息を吸うと、焦げたような匂いと生臭い匂いが混ざって鼻を刺した。
見上げると、女性がいた。
背が高い。姿勢がまっすぐで、立っているだけで線が強い。短い黒髪が頬にかかり、街灯の光を鈍く跳ね返す。黒い革のジャケット。ジーパンに白いランニングシューズ。
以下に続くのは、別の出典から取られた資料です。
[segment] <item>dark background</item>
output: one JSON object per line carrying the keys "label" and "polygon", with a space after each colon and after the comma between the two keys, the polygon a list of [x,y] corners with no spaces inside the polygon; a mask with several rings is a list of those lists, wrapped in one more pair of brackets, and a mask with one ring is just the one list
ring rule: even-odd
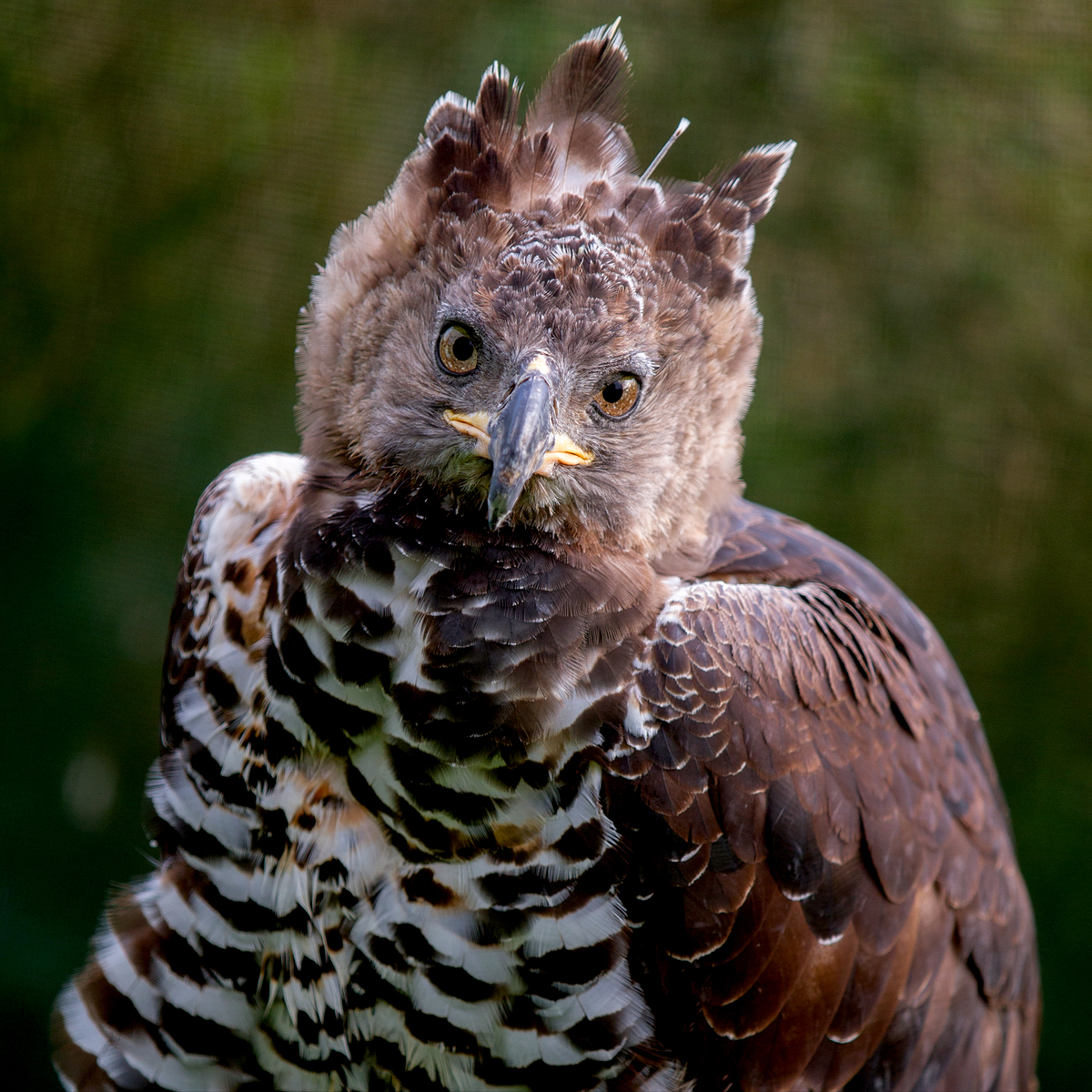
{"label": "dark background", "polygon": [[[1092,1022],[1087,0],[0,4],[0,1029],[144,870],[161,651],[202,487],[294,450],[294,322],[432,100],[534,88],[618,13],[646,162],[799,150],[752,261],[749,496],[863,551],[962,665],[1040,927],[1045,1090]],[[12,1069],[11,1067],[15,1068]]]}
目つきが鋭いのに、どこか余裕がある。怖いというより、どんな恐怖も受け付けない強さがある。
「こっちだ!」
短い声だった。命令に近い。
俺は考える前に立ち上がらされる。腕を掴まれ、引かれ、足が勝手に動く。細道の出口へ向かって走る。背後で羽音と鳴き声が跳ねた。
明るい通りへ出た瞬間、世界が戻った。
車の走行音、遠くの人の声、信号機の電子音。現実の雑音が、皮膚に貼りつく。
俺は息を吐いて、ようやく言葉を探した。
「……あ、ありがとうございました……!」
女性は立ち止まらない。振り返りもしないまま、一言だけ投げてきた。
「白いカラスは追うな!」
それだけ言い残して、夜の人波に紛れるように去っていった。
名前も、所属も、何も分からない。ただ、黒い背中だけが遠ざかる。いつかの背中が重なった。
俺はその場に立ち尽くした。
掌が震えている。指先が冷たい。さっき見たものが現実だったのか、頭が追いついていない。
細道の入口を見た。
そこにはもう烏はいなかった。鳴き声もない。ただ暗い隙間があるだけだ。
でも、俺の耳の奥にはまだ鳴き声が残っていた。